Zie uw door UCX gegenereerde README-notebook en de werkstroom voor tabelmigratie in de UCX-leesmij voor volledige instructies voor tabelmigratie.

Aanvullende hulpprogramma’s

UCX bevat ook foutopsporingsprogramma's en andere hulpprogramma's om u te helpen slagen met uw migratie. Zie uw door UCX gegenereerde README-notebook en het leesmij-leesmij-bestand van het UCX-project voor meer informatie.
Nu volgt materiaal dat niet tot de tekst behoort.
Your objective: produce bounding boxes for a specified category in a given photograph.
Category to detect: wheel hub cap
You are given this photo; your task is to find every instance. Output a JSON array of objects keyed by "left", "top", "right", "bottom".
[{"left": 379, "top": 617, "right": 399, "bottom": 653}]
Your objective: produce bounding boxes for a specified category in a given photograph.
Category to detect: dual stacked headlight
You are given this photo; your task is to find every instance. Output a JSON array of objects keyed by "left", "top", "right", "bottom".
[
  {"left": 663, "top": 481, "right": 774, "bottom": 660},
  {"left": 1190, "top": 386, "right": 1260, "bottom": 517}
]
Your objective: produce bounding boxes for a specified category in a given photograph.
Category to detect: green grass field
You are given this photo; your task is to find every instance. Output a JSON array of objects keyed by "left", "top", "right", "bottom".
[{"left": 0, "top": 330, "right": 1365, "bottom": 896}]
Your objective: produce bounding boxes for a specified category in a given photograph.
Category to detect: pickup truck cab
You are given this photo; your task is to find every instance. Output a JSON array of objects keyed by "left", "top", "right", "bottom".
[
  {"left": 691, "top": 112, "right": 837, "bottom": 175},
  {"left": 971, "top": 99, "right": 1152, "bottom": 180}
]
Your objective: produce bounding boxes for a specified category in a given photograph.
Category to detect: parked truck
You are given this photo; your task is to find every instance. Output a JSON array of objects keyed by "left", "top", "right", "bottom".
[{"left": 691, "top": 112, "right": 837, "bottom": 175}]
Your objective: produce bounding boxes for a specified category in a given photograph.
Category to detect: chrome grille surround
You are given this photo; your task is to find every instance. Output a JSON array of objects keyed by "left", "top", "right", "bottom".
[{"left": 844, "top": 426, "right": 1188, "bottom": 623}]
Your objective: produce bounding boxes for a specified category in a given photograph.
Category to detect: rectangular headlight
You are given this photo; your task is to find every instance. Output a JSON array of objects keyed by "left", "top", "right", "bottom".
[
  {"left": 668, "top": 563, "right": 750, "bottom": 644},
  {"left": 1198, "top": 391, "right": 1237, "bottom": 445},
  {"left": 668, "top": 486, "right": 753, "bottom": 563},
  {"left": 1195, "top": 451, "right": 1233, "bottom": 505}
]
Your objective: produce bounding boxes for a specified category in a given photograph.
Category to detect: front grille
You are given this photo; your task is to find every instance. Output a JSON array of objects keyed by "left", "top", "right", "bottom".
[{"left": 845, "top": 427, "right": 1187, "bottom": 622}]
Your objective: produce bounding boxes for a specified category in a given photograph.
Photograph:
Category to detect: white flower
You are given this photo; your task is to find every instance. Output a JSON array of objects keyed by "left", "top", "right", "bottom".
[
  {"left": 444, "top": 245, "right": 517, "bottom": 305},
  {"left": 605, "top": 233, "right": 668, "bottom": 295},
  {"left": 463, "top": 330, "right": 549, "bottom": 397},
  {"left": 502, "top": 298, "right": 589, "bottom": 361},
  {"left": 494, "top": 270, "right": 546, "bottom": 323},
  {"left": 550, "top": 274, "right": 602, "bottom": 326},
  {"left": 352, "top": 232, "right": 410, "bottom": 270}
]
Uw UCX-installatie upgraden

Het UCX-project wordt regelmatig bijgewerkt. Uw UCX-installatie upgraden naar de nieuwste versie:

  1. Controleer of UCX is geïnstalleerd.

    databricks labs installed
    
    Name  Description                            Version
    ucx   Unity Catalog Migration Toolkit (UCX)  0.20.0
    
  2. Voer de upgrade uit:

    databricks labs upgrade ucx
    

Hulp vragen

Voer voor hulp bij de UCX CLI het volgende uit:

databricks labs ucx --help

Voer voor hulp bij een specifieke UCX-opdracht het volgende uit:

databricks labs ucx <command> --help

Problemen oplossen:

Als u een probleem of functieaanvraag wilt indienen, dient u een GitHub-probleem in.

Opmerkingen bij de release van UCX

Bekijk het wijzigingenlogboek in de UCX GitHub-opslagplaats.